MY wife and I sat cross-legged on the floor of a local Barnes & Noble store recently, surrounded by several large piles of books. We were searching for interior design ideas for a new home that we are planning to buy. Can Your CamerAs we lobbed the books back and forth, sharing kitchen layouts and hardwood floor textures, we snapped a dozen pictures of book pages with our iPhones. We wanted to share them later with our contractor.
After a couple of hours of this, we placed the books back on the shelf and went home, without buying a thing. But the digital images came home with us in our smartphones.
Later that evening, I felt a few pangs of guilt. I asked my wife: Did we do anything wrong? And, I wondered, had we broken any laws by photographing those pages?
It’s not as if we had destroyed anything: We didn’t rip out any pages. But if we had wheeled a copier machine into the store, you can be sure the management would have soon wheeled us and the machine out of there.
But our smartphones really functioned as hand-held copiers. Did we indeed go too far?
I asked Julie A. Ahrens, associate director of the Fair Use Project at the Stanford Law School. “The core issue here is that you are creating a copy of something rather than buying it,” she said. “Is it morally incorrect? Maybe. But it entirely depends how much of the book you copy, and what you do with that copy, that would determine if it was illegal.”
These kinds of questions aren’t entirely new, of course. Consider the heyday of the photocopier, in the 1960s and early ’70s. After the Xerox copying machine was introduced into offices in 1959, it quickly found its way into libraries. The price of copies dropped, and people began to photocopy books and journals in large numbers. Many students discovered that it was cheaper to photocopy a friend’s textbook — or a copy of his copy — than to buy the book.
By the 1970s, the publishing industry saw the copier as the enemy, and publishers began to file lawsuits — prefiguring, by several decades, the music industry’s suits against those who would download free music over the Internet.
Time magazine covered this earlier era of copyright confusion. The photocopier’s opponents said the technology enabled theft and “stifled creativity and punched holes in the copyright laws,” according to one article.

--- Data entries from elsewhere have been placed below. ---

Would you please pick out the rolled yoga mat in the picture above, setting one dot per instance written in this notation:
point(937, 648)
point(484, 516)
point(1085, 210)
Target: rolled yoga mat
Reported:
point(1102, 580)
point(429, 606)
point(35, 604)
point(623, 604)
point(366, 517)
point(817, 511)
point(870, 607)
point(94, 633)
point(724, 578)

After endless legal battles, the publishing industry succeeded in persuading Congress to pass the Copyright Act of 1976, which defined “fair use” of copyrighted material and sought to establish a set of rules for ownership of content. It allowed limited replication of snippets of music, video and text, and it gave teachers the right to photocopy certain materials without having to pay hefty fees to publishers.
That worked well enough — for a while. But it didn’t take long before new technologies came along. The Internet and other digital tools like file sharing enabled new forms of duplication and set off new copyright disputes.
Stan Liebowitz, a professor of economics at the University of Texas at Dallas and the director of its Center for the Analysis of Property Rights and Innovation, spent years investigating the economic impact of the Xerox machine on the publishing industry.
He said my cellphone copying bore some resemblance to that earlier behavior, but because it depended on the portability and ubiquity of the phone’s camera, he said it was closer to music piracy. “When you’re talking about people making copies of things with their cellphones, it’s much closer to people making MP3s than people using Xerox copies of books,” Mr. Liebowitz said. “In the 1970s, everyone didn’t have a photocopier sitting in their home. Now everyone has a cellphone in their pocket that can easily copy anything.”
Music file sharing didn’t become a mass activity until a simple digital compression technology, MP3, was invented. That made it simple to copy (in the industry’s view, steal) the music.
As the technology in cellphones advances, higher-resolution cameras, image-enhancing software and high-clarity screens make it delightfully easy to capture a photograph and view it later. There may not be Web sites devoted to purloined pictures — there are such sites for music or videos — but many people have a cavalier attitude toward using cameras to obtain copyrighted material.
Charles Nesson, the Weld professor of law at Harvard Law School and founder of the Berkman Center for Internet and Society there, also said that the act of “documenting” a book, as he called it, bears many similarities to pirating music. It could lead to a new wave of legal cases brought by bookstores or publishers, he said, much like the litigation brought by music companies against sites like Napster and LimeWire and their users.
“If people are taking a picture of a picture to take with them, then is it is exactly like the MP3 issue,” Mr. Nesson said.
Need I worry yet that a phalanx of lawyers will soon grab me between the Home Décor and New Age aisles at Barnes & Noble?
Mr. Nesson says the question is unanswerable for now. The music industry, he says, has a strategy of going after individuals while not addressing changing technologies as they apply to copyright law. The publishing industry could well do the same, he adds. “I think the law and the draconian action of copyright holders will stay the way it is for a long time,” said Mr. Nesson “There’s change in the air, but it’s not a change that’s going to come very quickly.”
Indeed, it could be years before the publishing industry feels real economic pressure caused by people who take pictures of books or magazines with their mobile phones. In fact, it’s quite possible that digital technology will make this particular problem moot.
As Ms. Ahrens says, “By the time this becomes an issue, we might not even have bookstores anymore.”